The idea of suddenly dropping everything and going someplace on your boat might be romantic and appealing, but the reality of doing that is often very different. The truth is, if you quickly head out on your boat without thinking it through, you’ll often realize you’ve forgotten some important items or you aren’t prepared for unforeseen problems.

Good planning is an important part of many boating activities. It’s especially important when cruising. Once you leave your home port, it can be hard to replace anything you forgot to bring. You can also be surprised to discover problems like your destination has no open slips or bad weather is bearing down.

If you’re planning to go cruising, here are a few things to keep in mind.

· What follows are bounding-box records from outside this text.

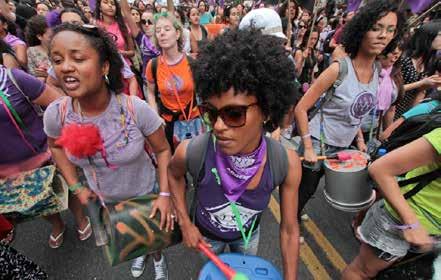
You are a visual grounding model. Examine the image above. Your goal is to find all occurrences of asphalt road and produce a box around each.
[13,176,439,280]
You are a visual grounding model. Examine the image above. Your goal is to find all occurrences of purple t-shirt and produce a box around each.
[44,94,163,202]
[196,140,275,241]
[135,32,161,77]
[3,33,26,48]
[0,65,47,164]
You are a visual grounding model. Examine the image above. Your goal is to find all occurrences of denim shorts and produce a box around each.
[201,225,260,262]
[358,200,411,262]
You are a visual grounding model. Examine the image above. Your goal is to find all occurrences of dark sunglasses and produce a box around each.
[141,19,153,25]
[199,102,258,127]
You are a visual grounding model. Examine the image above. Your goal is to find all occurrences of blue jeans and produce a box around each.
[201,225,260,262]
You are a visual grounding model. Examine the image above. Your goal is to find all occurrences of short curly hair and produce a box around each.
[342,0,405,58]
[49,23,124,94]
[191,28,298,125]
[25,15,49,47]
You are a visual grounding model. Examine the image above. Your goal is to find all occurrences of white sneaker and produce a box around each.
[130,256,146,278]
[153,254,168,280]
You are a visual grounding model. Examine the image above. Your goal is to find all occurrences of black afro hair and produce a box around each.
[191,29,298,125]
[342,0,405,58]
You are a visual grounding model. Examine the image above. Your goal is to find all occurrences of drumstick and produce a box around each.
[300,152,352,161]
[198,242,248,280]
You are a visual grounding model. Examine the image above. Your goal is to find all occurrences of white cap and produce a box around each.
[239,8,286,39]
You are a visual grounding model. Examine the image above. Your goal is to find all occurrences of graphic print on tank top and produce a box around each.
[205,202,262,232]
[350,91,376,125]
[165,74,184,96]
[195,139,274,240]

  • Take time to study the details of traveling to and from any destinations you are considering. Consider your boat’s fuel usage, if there are places to refuel along the way, and your estimated travel time. You should also look for any potential navigational hazards or problems you might run into.
  • Find out if your destination has the marine services and amenities you need. In many places, available transient slips can be tough to come by. Does your destination have plenty of dockage? Do you need to make reservations? Are there alternatives nearby? Also, is fuel available, and is there a place to get food and drinks?
  •  Think about the condition of your boat and if you need to make any repairs before going. Consider if your boat needs any mechanical tune-ups and if your electrical instruments are working right.
  • Make sure to pack all necessary gear. That should include PFDs, a well-stocked first-aid kit, ropes and charts. Depending on the length of the cruise, you should have appropriate clothes for a variety of conditions, as well as a change of clothes. You should also have plenty of food and water.
  • Always remember to check the weather before leaving the dock. New England coastal weather is notoriously volatile. A forecast that looked good the night before can suddenly look menacing moments before your planned departure. After you leave the dock, continue to monitor the weather in case anything changes.